View Changes • Set the primary component bit to FALSE. • Stop handling regular messages and stop sending regular messages. • If new view v contains new members, run a Recovery Procedure. • If v is a majority, establish a new primary component. • Continue handling regular messages and sending regular messages.
State Variables • Last_Committed_Primary • Number of last primary component that the process has committed to establish. • Last_Attempted_Primary • Number of last primary component that the process has attempted to establish.
Recovery Procedure • Send state message to members of new group. • Wait for state messages from all other group members. • Find a set of Representatives in the group. • Set of processes with the largest Last_Committed_Primary in the group. • Get Representatives to agree on the set of green messages and the set of yellow messages. • Set of green messages determined by the union.Set of yellow messages determined by the intersection.
Recovery Procedure (cont’d) • A deterministically chosen representative retransmits green and yellow messages to get all group members to agree on the set of green and yellow messages. • Non-representatives re-colour yellow messages as red if the message is not yellow at any representative. • Retransmit red messages as necessary to get all group members to agree on the state and colour of their message queues.
View Change During Recovery? • If in the middle of recovery and we get a view change, we immediately restart recovery with the new view. No need to undo anything. • If view change only removes processes from group, no need to retransmit messages.
Establishing a New Primary Component • Attempt: Record attempt on stable storage and send attempt message to all other members. Wait for attempt messages from all other members. • Commit: Record commit on stable storage. Mark all non-green messages as yellow. Send a commit message. • Establish: When commit messages from all other members arrive, set primary component bit to TRUE and mark all messages as green.
View Change while Establishing? • A process marks the messages in its message queue as green only when it knows that all other members have marked them as yellow. • If a failure occurs during the protocol, the invariants are not violated.
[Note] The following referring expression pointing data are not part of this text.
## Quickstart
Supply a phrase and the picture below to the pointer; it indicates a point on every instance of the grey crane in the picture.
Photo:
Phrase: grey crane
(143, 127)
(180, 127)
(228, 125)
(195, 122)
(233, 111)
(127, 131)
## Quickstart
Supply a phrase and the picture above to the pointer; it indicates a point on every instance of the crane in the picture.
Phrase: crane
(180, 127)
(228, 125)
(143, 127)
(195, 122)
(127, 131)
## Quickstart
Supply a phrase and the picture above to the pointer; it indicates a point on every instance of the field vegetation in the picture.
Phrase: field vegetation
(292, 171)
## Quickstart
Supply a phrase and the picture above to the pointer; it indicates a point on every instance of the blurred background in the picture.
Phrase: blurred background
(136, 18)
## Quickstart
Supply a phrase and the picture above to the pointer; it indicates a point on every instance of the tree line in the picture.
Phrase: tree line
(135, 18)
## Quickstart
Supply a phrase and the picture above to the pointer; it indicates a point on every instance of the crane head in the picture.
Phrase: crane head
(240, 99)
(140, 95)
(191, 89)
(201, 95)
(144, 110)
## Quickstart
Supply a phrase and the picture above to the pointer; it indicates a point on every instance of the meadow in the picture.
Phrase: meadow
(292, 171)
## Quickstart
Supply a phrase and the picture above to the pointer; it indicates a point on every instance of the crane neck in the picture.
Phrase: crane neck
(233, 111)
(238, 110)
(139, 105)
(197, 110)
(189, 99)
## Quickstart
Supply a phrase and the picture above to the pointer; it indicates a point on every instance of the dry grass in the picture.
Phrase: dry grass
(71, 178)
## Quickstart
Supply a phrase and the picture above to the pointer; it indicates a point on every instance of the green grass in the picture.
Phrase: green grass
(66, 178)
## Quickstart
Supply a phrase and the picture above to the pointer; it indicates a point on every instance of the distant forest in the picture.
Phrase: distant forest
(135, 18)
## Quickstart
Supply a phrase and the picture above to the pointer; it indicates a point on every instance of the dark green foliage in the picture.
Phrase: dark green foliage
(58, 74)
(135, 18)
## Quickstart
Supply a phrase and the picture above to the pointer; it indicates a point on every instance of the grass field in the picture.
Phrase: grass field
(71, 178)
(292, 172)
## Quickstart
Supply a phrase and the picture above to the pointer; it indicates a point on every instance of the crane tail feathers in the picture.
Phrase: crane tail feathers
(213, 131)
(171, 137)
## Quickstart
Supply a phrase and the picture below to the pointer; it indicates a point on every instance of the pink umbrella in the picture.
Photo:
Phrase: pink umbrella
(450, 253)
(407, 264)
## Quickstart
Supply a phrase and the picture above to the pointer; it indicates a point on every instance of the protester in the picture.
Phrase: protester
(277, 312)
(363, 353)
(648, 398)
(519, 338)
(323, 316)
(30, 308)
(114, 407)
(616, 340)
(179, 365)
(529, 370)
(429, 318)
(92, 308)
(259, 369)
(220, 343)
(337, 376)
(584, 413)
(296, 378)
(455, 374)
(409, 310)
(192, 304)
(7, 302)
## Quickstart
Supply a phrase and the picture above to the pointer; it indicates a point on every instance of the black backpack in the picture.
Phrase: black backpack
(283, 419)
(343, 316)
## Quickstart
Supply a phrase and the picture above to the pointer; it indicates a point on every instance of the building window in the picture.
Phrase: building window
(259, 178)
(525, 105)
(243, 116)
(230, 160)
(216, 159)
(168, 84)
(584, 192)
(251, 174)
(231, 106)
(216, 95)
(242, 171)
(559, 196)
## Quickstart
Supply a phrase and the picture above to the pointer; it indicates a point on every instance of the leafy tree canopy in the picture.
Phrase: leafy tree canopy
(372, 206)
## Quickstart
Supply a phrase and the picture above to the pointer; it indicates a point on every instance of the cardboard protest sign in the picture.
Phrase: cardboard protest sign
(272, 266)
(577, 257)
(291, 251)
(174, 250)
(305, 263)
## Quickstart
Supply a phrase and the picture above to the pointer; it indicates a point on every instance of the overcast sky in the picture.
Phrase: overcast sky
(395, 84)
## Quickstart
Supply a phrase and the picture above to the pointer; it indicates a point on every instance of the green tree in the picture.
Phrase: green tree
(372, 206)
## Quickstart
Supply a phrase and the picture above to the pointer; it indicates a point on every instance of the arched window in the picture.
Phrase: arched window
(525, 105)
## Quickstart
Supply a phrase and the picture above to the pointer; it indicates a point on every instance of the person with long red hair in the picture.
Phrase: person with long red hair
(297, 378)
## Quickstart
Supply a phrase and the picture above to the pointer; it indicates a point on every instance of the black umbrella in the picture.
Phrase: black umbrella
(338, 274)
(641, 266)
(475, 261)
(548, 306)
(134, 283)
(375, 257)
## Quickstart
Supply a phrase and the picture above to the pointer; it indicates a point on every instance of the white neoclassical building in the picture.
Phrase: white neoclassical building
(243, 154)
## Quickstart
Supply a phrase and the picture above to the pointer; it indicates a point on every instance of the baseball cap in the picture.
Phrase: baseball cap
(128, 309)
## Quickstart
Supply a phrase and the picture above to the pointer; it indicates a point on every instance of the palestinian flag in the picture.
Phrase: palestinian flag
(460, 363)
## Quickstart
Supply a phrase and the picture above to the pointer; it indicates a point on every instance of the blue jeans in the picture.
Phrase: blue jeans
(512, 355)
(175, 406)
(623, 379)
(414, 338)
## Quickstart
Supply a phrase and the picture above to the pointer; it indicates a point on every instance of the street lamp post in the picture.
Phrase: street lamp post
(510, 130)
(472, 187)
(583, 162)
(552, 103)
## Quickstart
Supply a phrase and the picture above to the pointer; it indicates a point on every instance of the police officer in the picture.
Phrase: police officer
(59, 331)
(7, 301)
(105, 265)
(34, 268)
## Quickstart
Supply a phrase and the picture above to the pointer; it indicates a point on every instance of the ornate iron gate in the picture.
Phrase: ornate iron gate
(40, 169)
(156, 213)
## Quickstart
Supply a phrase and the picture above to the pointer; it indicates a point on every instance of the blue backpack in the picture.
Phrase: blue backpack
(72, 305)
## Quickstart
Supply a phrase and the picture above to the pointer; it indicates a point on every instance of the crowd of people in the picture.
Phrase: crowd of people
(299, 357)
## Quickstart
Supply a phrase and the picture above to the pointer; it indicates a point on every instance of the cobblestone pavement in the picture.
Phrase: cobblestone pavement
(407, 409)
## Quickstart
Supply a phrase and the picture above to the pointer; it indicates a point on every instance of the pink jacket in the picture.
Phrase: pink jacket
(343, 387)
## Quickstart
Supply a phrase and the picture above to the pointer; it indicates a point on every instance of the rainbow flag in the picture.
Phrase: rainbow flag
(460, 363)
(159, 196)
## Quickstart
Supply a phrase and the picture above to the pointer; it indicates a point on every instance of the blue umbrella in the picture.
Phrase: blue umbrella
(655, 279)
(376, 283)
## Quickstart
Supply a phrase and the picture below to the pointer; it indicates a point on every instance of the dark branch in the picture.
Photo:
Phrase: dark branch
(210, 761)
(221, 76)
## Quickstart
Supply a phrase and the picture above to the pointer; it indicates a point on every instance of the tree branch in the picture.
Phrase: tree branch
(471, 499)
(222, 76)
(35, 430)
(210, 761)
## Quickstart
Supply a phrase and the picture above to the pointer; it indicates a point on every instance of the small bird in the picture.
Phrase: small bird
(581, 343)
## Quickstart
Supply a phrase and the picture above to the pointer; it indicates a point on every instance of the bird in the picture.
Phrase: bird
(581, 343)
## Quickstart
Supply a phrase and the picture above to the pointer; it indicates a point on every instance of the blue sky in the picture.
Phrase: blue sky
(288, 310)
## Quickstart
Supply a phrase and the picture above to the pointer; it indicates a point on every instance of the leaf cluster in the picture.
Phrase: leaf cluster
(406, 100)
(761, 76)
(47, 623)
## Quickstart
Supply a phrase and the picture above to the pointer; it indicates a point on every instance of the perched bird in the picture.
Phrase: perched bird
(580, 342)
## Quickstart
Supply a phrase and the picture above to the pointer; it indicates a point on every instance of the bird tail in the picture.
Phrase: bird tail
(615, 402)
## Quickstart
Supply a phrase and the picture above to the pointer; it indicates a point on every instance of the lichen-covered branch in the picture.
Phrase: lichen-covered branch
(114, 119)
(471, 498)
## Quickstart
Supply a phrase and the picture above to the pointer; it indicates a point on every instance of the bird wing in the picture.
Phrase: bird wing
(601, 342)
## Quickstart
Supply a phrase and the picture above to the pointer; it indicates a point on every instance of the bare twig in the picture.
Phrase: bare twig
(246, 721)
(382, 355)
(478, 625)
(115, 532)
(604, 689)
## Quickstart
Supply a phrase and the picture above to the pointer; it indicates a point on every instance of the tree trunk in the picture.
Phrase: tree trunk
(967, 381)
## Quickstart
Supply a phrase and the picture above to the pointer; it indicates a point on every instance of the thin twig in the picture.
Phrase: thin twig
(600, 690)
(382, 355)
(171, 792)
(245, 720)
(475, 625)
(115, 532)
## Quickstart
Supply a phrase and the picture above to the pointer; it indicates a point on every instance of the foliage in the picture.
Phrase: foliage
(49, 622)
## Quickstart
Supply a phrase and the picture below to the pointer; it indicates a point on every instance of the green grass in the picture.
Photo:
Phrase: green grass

COReL Summary • An algorithm for totally-ordered multicast in an asynchronous environment. • Resilient to network partitions and communication link failures. • But only live in the primary component! • Allows members of minority components to initiate messages. These messages can become totally ordered even if the originating process in never a member of the primary component.
Transis • Another multicast protocol that deals with network partitions. • Regulates network flow to avoid flooding and message loss. • Uses a sliding-window algorithm similar to that used in TCP.
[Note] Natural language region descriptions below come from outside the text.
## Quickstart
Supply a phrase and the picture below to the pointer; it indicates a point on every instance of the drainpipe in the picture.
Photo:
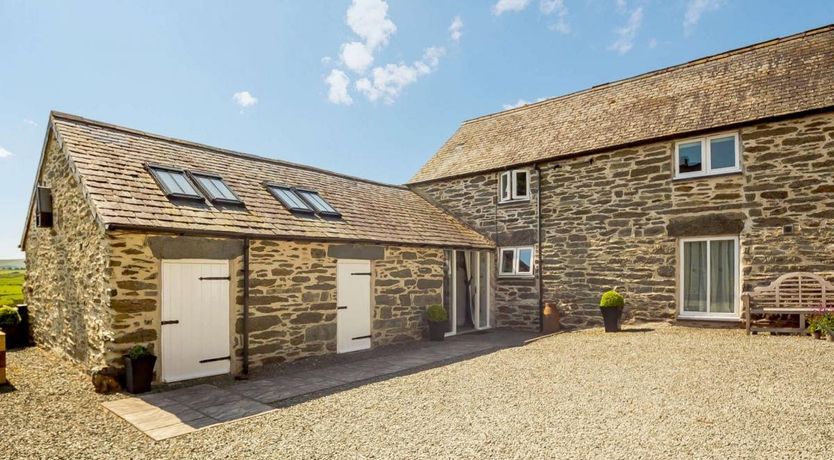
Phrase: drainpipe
(539, 245)
(246, 307)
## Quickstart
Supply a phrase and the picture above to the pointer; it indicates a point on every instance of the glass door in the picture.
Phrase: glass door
(466, 290)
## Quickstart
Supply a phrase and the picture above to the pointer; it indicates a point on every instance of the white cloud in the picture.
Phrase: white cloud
(356, 56)
(695, 9)
(244, 99)
(387, 82)
(558, 8)
(338, 82)
(627, 33)
(509, 5)
(368, 19)
(517, 103)
(456, 28)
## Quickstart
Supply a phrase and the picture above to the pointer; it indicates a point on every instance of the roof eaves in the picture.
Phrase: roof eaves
(209, 148)
(652, 73)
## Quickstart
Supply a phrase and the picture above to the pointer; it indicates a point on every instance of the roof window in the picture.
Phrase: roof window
(174, 182)
(318, 203)
(214, 188)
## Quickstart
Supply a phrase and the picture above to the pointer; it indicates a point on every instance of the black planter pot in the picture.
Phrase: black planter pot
(611, 317)
(139, 374)
(11, 335)
(437, 331)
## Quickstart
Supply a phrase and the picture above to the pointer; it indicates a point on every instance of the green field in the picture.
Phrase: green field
(11, 287)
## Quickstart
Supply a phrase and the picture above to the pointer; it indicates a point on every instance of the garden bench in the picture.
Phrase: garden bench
(795, 293)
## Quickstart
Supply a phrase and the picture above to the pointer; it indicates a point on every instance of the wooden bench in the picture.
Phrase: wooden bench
(791, 294)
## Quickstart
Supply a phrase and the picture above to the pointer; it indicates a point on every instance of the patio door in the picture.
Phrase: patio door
(195, 319)
(467, 290)
(709, 278)
(353, 305)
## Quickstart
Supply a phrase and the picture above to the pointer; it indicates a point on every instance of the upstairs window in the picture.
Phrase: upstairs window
(174, 183)
(289, 199)
(706, 156)
(516, 261)
(514, 185)
(318, 203)
(215, 189)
The Persistent Replication Services Layer (PRSL) • Built on top of Transis. • Provides applications with long term services such as message logging and replaying, and reconciliation of states among recovered and reconnected endpoints. • With just Transis: • Message delivery only guaranteed within the current group. • No end-to-end acknowledgement at application level, so no guarantee that any destination actually acted on the message.
Replication Groups • The basis of PRSL operations. • A static set of processes defined at startup time. • Different from multicast groups — can only change through startup and shutdown of members.
Replication Group Operations • Uniform multicast. • Totally ordered uniform multicast. • Stable multicast. • Explicit application-level acknowledgement. • Startup/shutdown for adding/removing a member to/from the replication group.